Here's a very hands-on example. Fix a field $k$, and let $\mathcal C$ be the category of vector spaces over $k$, with the usual symmetric monoidal structure. Then every object in $\operatorname{Cog}(\mathcal C)$ breaks up canonically as a disjoint union of "fuzzy heavy points". A "heavy point" is (the cococommutative coalgebra dual to) a finite-dimensional field extension of $k$. A "fuzzy point" is a point with some "nilpotent" fuzz. There can be a lot of fuzz, but any fuzzy point is a union (over a point) of $n$-jets of $N$-dimensional spaces, where $n = 0,1,\dots,\infty$, and $N$ is any cardinal. A typical example is $\mathcal U\mathfrak g$, the universal enveloping algebra of a Lie algebra $\mathfrak g$ (in $\operatorname{char} k = 0$, say). As a coalgebra, $\mathcal U\mathfrak g$ is a fuzzy (but non-heavy) point, and the fuzz is an $\infty$-jet of $\mathfrak g$ near $0$ — as a coalgebra, $\mathcal U\mathfrak g = \operatorname{Sym}(\mathfrak g)$. The algebra structure on $\mathcal U\mathfrak g$ makes this point into a "formal group", in particular a group object in $\operatorname{Cog}(k\text{-Vect})$.

I have been unable to compute examples beyond this, although I haven't tried super hard.

Side Question: Is there a similarly straightforward description of $\operatorname{Cog}(\text{AbGp})$?

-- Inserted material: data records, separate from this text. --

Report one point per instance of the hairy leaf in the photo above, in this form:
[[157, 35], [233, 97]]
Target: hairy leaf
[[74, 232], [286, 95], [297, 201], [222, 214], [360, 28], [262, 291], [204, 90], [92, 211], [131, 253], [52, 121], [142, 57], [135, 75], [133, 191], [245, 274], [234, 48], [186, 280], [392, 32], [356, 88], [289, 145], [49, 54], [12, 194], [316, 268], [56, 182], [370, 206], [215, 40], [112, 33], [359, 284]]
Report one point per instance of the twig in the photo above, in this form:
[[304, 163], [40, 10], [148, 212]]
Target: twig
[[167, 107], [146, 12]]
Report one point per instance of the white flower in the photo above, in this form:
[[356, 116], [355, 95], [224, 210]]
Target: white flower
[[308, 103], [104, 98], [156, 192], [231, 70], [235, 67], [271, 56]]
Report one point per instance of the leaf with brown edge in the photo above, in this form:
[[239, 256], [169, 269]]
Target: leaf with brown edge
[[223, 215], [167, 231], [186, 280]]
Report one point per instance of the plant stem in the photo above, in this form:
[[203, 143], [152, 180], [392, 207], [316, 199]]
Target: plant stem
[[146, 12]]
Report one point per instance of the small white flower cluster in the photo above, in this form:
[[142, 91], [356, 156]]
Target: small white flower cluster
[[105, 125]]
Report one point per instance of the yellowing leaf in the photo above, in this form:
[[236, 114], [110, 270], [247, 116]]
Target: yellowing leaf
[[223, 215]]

Main Question: Is there a similarly straightforward description of $\operatorname{Cog}(\text{dgVect})$ (at least in characteristic $0$)? E.g. does every object break up canonically into a disjoint union of indecomposables? What are said indecomposables?

I'm not optimistic about the Main Question. For example, the data of a Lie algebra structure on $\mathfrak g\in \text{Vect}$ is the same as the data of a dg structure on $\operatorname{Sym}(g[1])$, at least up to a sign convention, so an answer to the Main Question will probably include something like "... is a Lie algebra" (and classification of Lie algebras is probably hopeless).

(This question deserves more tags. If you have suggestions, feel free to add them.)


We actually discussed this briefly over at this MO question where I added some comments below your question.

The main obstruction to the category of cocommutative comonoids being a topos is that the category generally fails to be regular. In particular, quotients fail to be preserved by pulling back. However, as mentioned in one of my comments, it has many of the other desirable features of a topos.

Some of these features are pertinent to part of your main question: first, as you point out, $Cog(dgVect)$ is locally finitely presentable. It is also an (infinitary) extensive category, so that arbitrary coproducts are disjoint and are preserved by pulling back, and even hyper-extensive; in this case every object is canonically a coproduct of connected (i.e., indecomposable) objects. I'm having some trouble finding a completely satisfactory reference for this fact, but see page 7 of 43 of this paper by Adamek, Milius, and Velebil, especially 2.9-2.11.

I won't be able to say much now about the other aspects of your question, but it's possible you'd be interested in the model category aspects of $Cog(dgVect)$, as discussed by Getzler and Goerss; look here under Preprints.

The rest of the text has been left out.